In writing Silas' story, it's hard to know where to start. I could tell you all about the moment when my husband Phillip realized something was “wrong” and went to get the doctor. I could tell you about all the medical procedures of Silas’ NICU days, including a surgery at three weeks to close off the top of his esophagus and put in a feeding tube directly into his little stomach. I could tell you about the friends and family who visited us and sent us cards, about the one year­ old big brother who woke up in our hotel room singing Jesus Loves Me, or about the family outings to Walmart that became the highlights of our weeks.

These are all great stories, and part of Silas' life that I don't want to ever forget. But there's an even more amazing story that needs to be told first. In spite of Silas' traumatic birth, I never felt the need to ask, Where was God in all of this? Where was God when massive brain hemorrhaging made my son stop breathing only an hour and a half after his birth? I already knew where God was. I didn’t need to ask. He was right there in the hospital room with us, and He was holding Silas. Of course. What else would the Almighty be doing at such a moment?
our miracle baby, 1 day old

It wasn't until Silas was three years old when I got an even more vivid picture of what really happened that horrible morning. And that’s the story that really matters. Silas is fascinated by angels. Once he spent an hour playing with Legos and literally built and entire army of angels. There were months of his life in which angelic beings occupied a large percentage of his imaginative play. Eventually I had to ask myself, Were there angels there with Silas that day he almost died? 
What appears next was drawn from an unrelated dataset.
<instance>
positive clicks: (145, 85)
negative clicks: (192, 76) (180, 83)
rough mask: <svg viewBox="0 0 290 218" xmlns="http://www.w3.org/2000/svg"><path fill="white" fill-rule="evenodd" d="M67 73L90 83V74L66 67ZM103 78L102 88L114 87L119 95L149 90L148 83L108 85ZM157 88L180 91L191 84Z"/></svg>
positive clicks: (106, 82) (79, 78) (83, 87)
Finally I took the question back to God. And in my mind, I saw dozens of angels ... not cute little guardians, but soldiers who fight for the advancement of God's kingdom. Each one of these heavenly warriors guarding Silas' crib. They completely surrounded my son, watching attentively, even militantly. Each one wanted the honor of holding Silas as the doctors tried to resuscitate my limp and lifeless child. Then God came down, parted the company, and told his faithful servants, "No.” The angels moved out the way while the Almighty Himself declared, “I will be the One to hold the child in My own arms."

“A Boy Named Silas” is about what God has done from that moment on, and what He will continue to do in the life of an amazing little boy named Silas.


Random Fact: Silas has now gone four and a half months without using his feeding tube at all!

Want More? Check out my books on amazon! 

About That Video... I have no idea why the video I showed you guys of Regi and me didn't work out the other week. But if you want to see our video, it's up at the Kickstarter page for The Beloved Daughter audiobook, coming out soon! (I just need one or two more pre-orders for my campaign to be fully funded. Check it out!)


  1. A very touching piece. It speaks immensely of your great faith. There is no doubt Silas was definitely in someone's arms. And though not everyone will share the same idea as to whose arms those were, the wonder of it can't be denied.

  2. Wow, that made me cry. "What else would the Almighty be doing at such a moment?" indeed.

  3. Amazing story! Thanks so much for sharing it with us. And I'm glad it sounds like Silas is making progress. :)

  4. I'm not religious but there's something very comforting in knowing that Silas was being watched over that day when he was at his most vulnerable and despite everything he pulled through. A beautiful and very moving piece of writing and a truly heartbreaking picture of your little baby at just a day old. x

  5. This is a gorgeous passage, Alana. It's beautiful and emotive and as Kathi said, speaks volumes about how strong your faith is.